Quels étaient ces critères de jugement qui ont scandé le processus jusque dans le rapport final du jury ? Sous l’emblème, plutôt vague, de la « Force identitaire », on a cherché à jauger de 5 niveaux qualitatifs :

1. L’atmosphère (terme ancien de nouveau en vogue, mais somme toute intemporel) ;
2. La qualité de la relation du bâtiment avec son site en bordure du fleuve et la ville dans un souci de transparence ;
3. la fonctionnalité et l’innovation de l’ensemble (une double injonction possiblement paradoxale, mais il en faut pour faire cogiter les concepteurs) ;
4. Les questions d’intégration, de volumétrie et de matérialité ;
5. L’inévitable « faisabilité technique et potentiel de respect du budget ».

On ne paraphrasera pas ici ce que le rapport de jury a pris le temps de résumer pour chaque projet et en fonction de chacun de ces critères.
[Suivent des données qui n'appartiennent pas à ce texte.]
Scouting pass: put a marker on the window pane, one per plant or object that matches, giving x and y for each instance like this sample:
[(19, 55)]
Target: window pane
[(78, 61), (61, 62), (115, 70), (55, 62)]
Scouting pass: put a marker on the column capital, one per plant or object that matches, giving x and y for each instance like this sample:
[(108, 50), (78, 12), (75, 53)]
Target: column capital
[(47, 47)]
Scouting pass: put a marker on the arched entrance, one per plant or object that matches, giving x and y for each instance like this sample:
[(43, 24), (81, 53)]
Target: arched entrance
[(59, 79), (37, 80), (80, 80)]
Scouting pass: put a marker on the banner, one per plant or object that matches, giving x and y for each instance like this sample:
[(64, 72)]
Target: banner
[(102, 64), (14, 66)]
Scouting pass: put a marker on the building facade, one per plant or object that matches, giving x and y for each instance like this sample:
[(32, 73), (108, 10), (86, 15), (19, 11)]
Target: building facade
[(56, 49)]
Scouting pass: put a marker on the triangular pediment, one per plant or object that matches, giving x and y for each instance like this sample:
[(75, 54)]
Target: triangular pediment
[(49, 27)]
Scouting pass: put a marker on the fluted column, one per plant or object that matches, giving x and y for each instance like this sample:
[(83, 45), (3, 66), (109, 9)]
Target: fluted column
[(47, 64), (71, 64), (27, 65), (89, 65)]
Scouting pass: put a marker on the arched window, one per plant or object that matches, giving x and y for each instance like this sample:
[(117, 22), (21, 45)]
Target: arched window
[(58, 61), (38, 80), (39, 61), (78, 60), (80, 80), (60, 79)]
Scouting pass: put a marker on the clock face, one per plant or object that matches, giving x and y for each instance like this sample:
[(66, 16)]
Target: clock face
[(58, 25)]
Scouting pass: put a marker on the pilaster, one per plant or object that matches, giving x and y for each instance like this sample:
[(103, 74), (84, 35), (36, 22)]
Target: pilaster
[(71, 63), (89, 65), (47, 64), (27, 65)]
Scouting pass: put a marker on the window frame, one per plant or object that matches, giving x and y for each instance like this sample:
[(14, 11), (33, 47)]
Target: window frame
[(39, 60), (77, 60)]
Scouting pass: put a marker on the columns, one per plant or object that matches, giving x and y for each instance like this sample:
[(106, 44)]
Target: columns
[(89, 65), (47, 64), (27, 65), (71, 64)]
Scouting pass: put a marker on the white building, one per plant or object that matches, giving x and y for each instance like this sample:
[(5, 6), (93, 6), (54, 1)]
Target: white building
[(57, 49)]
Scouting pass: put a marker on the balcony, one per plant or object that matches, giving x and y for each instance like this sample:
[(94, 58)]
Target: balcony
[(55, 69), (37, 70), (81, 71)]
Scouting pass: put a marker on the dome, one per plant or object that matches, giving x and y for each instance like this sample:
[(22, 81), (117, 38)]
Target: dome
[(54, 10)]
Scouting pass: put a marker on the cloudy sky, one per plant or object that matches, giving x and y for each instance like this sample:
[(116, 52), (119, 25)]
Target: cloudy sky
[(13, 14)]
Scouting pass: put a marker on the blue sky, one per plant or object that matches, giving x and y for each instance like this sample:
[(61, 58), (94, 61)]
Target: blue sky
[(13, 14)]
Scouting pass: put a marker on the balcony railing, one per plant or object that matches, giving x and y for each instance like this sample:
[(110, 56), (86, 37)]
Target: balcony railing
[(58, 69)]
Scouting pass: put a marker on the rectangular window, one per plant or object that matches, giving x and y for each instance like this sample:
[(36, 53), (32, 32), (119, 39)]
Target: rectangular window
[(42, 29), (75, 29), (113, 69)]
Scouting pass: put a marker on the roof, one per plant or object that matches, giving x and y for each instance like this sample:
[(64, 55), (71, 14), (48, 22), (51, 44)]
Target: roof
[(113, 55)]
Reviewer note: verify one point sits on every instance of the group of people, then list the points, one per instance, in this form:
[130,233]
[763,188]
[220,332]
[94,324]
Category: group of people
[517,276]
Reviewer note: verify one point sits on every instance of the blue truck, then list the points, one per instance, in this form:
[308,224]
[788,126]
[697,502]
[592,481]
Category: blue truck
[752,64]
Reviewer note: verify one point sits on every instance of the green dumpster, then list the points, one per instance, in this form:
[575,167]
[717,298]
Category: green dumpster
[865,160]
On se contentera d’inviter le lecteur à la lecture de ce long rapport à la rubrique « généralités » de la fiche du concours et on l’invitera à la découverte de ces excellentes propositions qui constituent un véritable rassemblement de ce que l’histoire appellera sans doute un jour « l’École québécoise des années 2000 ».

Tous ces architectes ont participé à la diffusion de la culture de l’innovation et surtout à l’édification d’un Cirque — avec un grand C — et cela n’a absolument rien de péjoratif quand on prend la mesure de l’expertise québécoise, de niveau mondial, en la matière.